Deal on broad strokes paves way for resumption of bailout talks

Representatives of Greece and its international creditors meeting in Malta on Friday agreed on the broad strokes of an agreement to conclude a stalled bailout review, paving the way for foreign auditors to return to Athens.

The measures will include pension cuts in 2019 worth 1 percent of gross domestic product, and an increase in tax revenues in 2020 worth another 1 percent to be raised by increasing the tax-free threshold. In total, the measures are worth 3.6 billion euros.

Finance Minister Euclid Tsakalotos admitted the deal was not ideal. “There are things that will not satisfy us, and there are things that satisfy us,” he said. “It is in the nature of every agreement for there to be compromises and things that will upset not generally the negotiating team but the Greek people.”

Tsakalotos said the measures for 2019 will be legislated in the coming weeks, along with countermeasures to alleviate austerity. The countermeasures, however, will only be implemented if Greece meets its fiscal targets.

Another major concession made by Greece was accepting that the International Monetary Fund will decide in 2018 whether the Greek economy is on track to enforce tax measures slated for 2020 as planned or whether those hikes should be brought forward to 2019, an election year.

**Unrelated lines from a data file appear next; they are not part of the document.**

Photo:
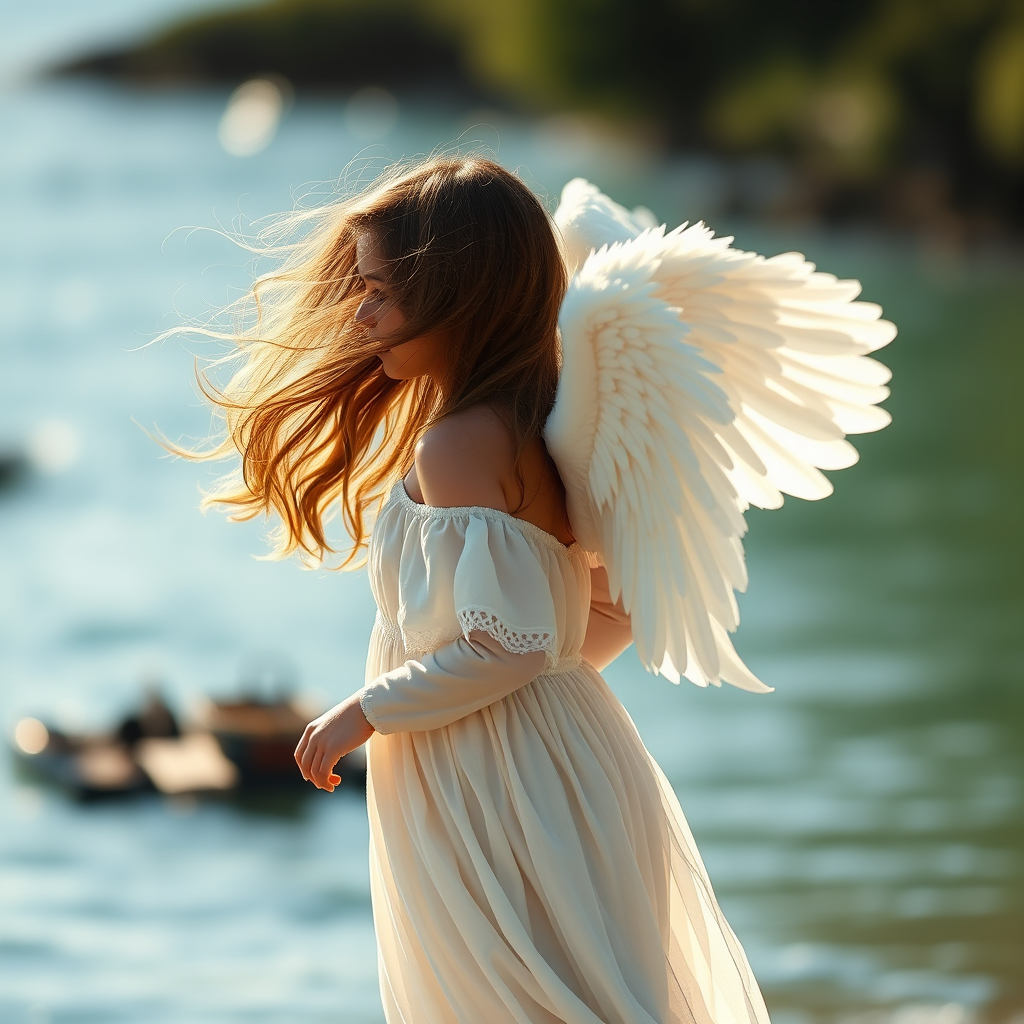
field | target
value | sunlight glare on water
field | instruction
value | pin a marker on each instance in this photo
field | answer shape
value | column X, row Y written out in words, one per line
column 862, row 824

Eurogroup President Jeroen Dijssebloem played up the positive side of Friday’s deal: that bailout monitors can return to Athens. Envoys are expected to return after Greek Easter later this month.

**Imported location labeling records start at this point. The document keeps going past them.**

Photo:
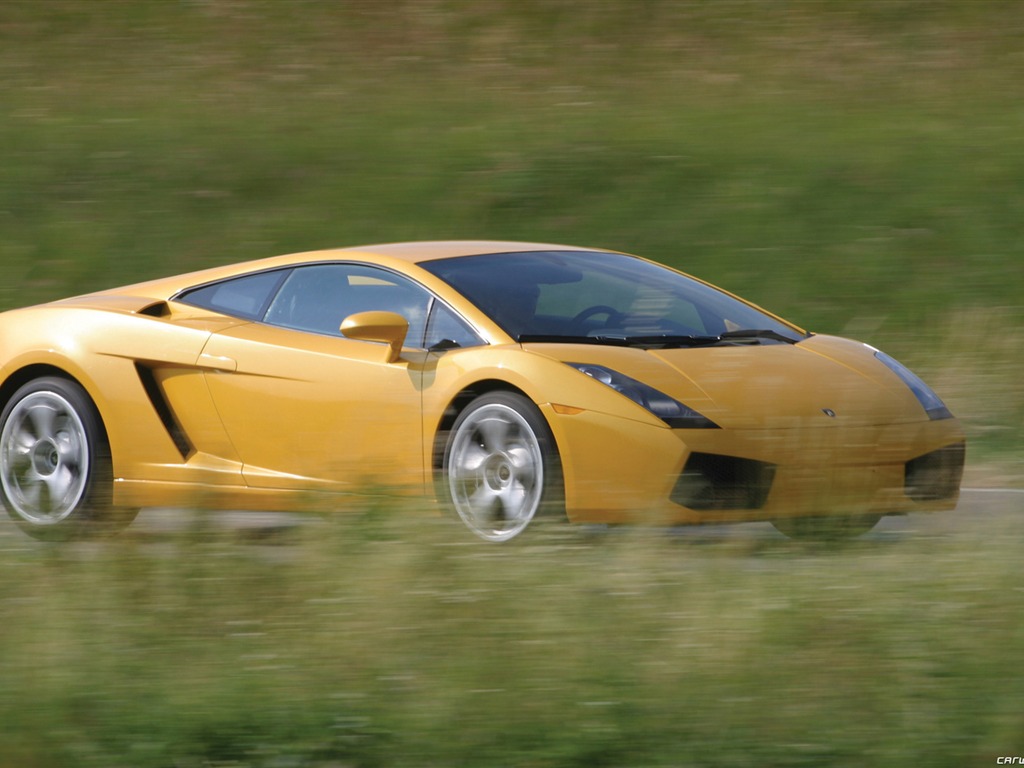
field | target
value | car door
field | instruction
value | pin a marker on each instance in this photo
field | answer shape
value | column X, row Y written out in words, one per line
column 306, row 408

“The big blocks have now been sorted out and that should allow us to speed up and go for the final stretch,” Dijsselbloem said. Once a broad deal is reached in coming weeks, Dijsselbloem said, officials will be able to turn to Greece’s medium-term budget targets and further debt relief.

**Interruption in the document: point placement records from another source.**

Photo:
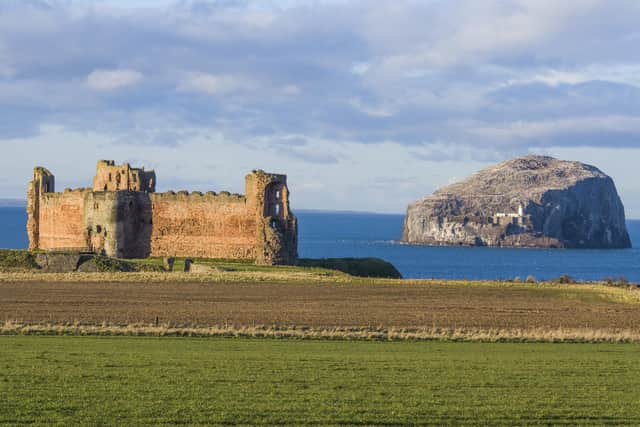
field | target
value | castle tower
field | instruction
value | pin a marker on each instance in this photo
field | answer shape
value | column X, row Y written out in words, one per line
column 43, row 182
column 112, row 177
column 277, row 228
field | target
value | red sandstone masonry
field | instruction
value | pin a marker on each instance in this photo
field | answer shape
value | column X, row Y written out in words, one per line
column 61, row 220
column 198, row 225
column 123, row 217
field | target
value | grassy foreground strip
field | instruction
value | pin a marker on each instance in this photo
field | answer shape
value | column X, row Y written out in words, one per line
column 134, row 381
column 539, row 335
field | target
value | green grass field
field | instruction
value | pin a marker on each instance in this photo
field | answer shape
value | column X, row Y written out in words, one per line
column 133, row 381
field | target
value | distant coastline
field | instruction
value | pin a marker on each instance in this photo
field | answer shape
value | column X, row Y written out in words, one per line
column 13, row 203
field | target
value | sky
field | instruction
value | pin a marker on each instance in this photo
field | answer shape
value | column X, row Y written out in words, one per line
column 365, row 105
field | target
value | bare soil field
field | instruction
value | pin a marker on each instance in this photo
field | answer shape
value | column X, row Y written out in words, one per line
column 375, row 304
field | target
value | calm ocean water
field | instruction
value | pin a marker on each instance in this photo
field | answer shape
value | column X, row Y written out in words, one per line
column 326, row 234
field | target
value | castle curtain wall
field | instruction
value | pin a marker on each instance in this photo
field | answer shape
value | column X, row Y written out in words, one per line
column 61, row 221
column 212, row 226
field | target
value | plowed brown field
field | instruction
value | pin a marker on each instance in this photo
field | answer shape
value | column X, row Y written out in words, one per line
column 317, row 305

Back in Athens, officials sought to play up the fact that the impasse in talks had been overcome, putting Greece back on course to receive crucial loans in the summer and for induction into the European Central Bank’s quantitative easing program.

Opposition New Democracy said the government had failed. “So many lost months cost the economy billions only for the government to cynically admit that it is cutting pensions and reducing the tax-free threshold,” ND said.